P.S.—Dear Nephew, as soon as your instrument is erected I wish you would see if there was not something remarkable in the lower part of the Scorpion to be found, for I remember your father returned several nights and years to the same spot, but could not satisfy himself about the uncommon appearance of that part of the heavens. It was something more than a total absence of stars (I believe). But you will have seen by the register that those lower parts could only be marked half swept. I wish you health and good success to all you undertake, and a happy return to a peaceful home in old England. God bless you all!
1833. Retrospection.
TO THE SAME.
Sept. 6, 1833.
My dear Niece,—
Eight days are already gone since the arrival of your dear letter of August 21st, and I can hardly muster up composure enough at this moment to reply to it, because my ideas are still, what they ever have been, more occupied with future or past events than what passes immediately about me. At present my thoughts are wholly fixed on the busy scenes with which you are at present surrounded, and regretting that I am not with you to afford you any assistance, or to take charge of my nephew’s workshops, as I used to do of his father’s when absent; or that it is not possible to shake off some thirty years from my shoulders that I might accompany you on your voyage.
In answer to your query about my nephew’s building a grotto of coals I must plead ignorance, but have no doubt many an edifice of that kind has daily been erected and erased without my being present, for my dear nephew was only in his sixth year when I came to be detached from the family circle. But this did not hinder John and I from remaining the most affectionate friends, and many a half or whole holiday he was allowed to spend with me, was dedicated to making experiments in chemistry, where generally all boxes, tops of tea-canisters, pepper-boxes, teacups, &c., served for the necessary vessels, and the sand-tub furnished the matter to be analysed. I only had to take care to exclude water, which would have produced havoc on my carpet. And for his first notion of building I believe he is indebted to me, for it was on his second or third birthday when I lifted him in the trenches to lay the south corner-stone of the building which was added to the original house at Slough. It must have been the second year of his age, for I remember I was obliged to use a deal of coaxing to make him part with the money he was to lay on the brick.

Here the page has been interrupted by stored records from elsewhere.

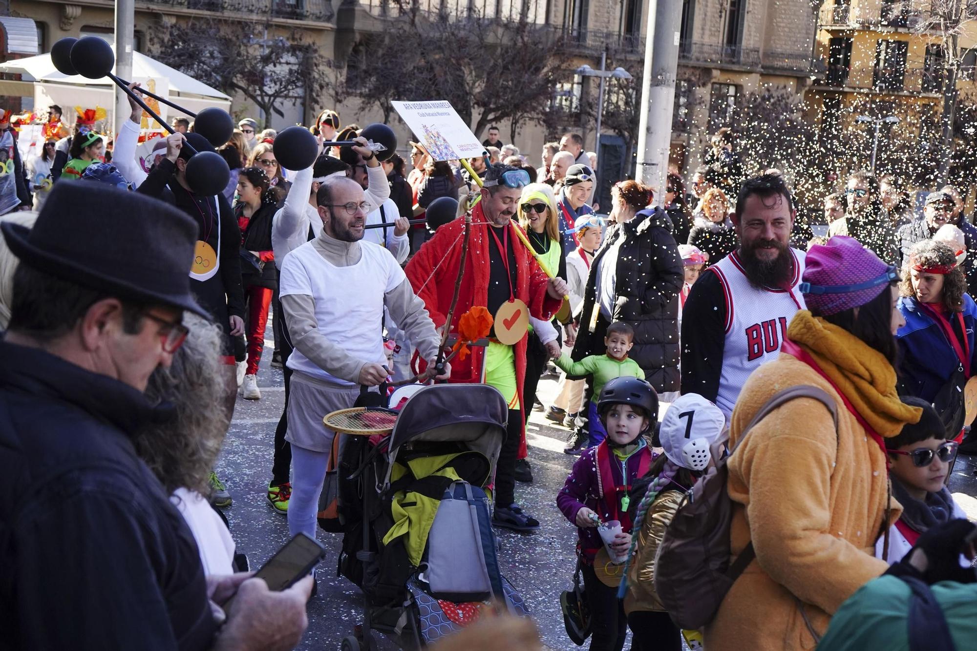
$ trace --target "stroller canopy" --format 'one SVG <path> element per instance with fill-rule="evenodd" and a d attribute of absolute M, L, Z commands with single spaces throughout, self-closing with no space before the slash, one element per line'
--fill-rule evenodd
<path fill-rule="evenodd" d="M 509 408 L 495 387 L 426 386 L 411 396 L 397 417 L 390 435 L 389 461 L 406 443 L 454 441 L 484 454 L 494 472 L 508 418 Z"/>

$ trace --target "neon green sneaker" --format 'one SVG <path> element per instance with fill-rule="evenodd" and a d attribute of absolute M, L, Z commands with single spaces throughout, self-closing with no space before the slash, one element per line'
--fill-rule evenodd
<path fill-rule="evenodd" d="M 288 514 L 288 499 L 292 497 L 292 485 L 288 482 L 274 486 L 268 486 L 268 503 L 278 513 Z"/>
<path fill-rule="evenodd" d="M 213 490 L 210 496 L 210 503 L 219 508 L 231 505 L 231 494 L 228 493 L 224 482 L 218 478 L 217 473 L 214 471 L 210 472 L 210 488 Z"/>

About the same time, when one day I was sitting beside him, listening to his prattle, my attention was drawn by his hammering to see what he might be about, and found that it was the continuation of many days’ labour, and that the ground about the corner of the house was undermined, the corner-stone entirely away, and he was hard at work going on with the next. I gave the alarm, and old John Wiltshire, a favourite carpenter, came running, crying out, “God bless the boy, if he is not going to pull the house down!” (Our John was this man’s pet, he taught him to handle the tools). A bricklayer came directly with brick and mortar to mend the damage.
I was called to my solitary dinner just when I was going to give you a few specimens of my nephew’s poetry; I have some by me, composed when about eight or nine years old, in a most shocking handwriting; but generally about this time I am so sleepy that I think it will be best to give you the continuation in a posthumous letter from C. H. to Lady M. B. Herschel, to be delivered to her on her return from the Cape....
If I only live long enough to have the assurance of your all being well and safely got to the Cape, I will lay down my head in peace.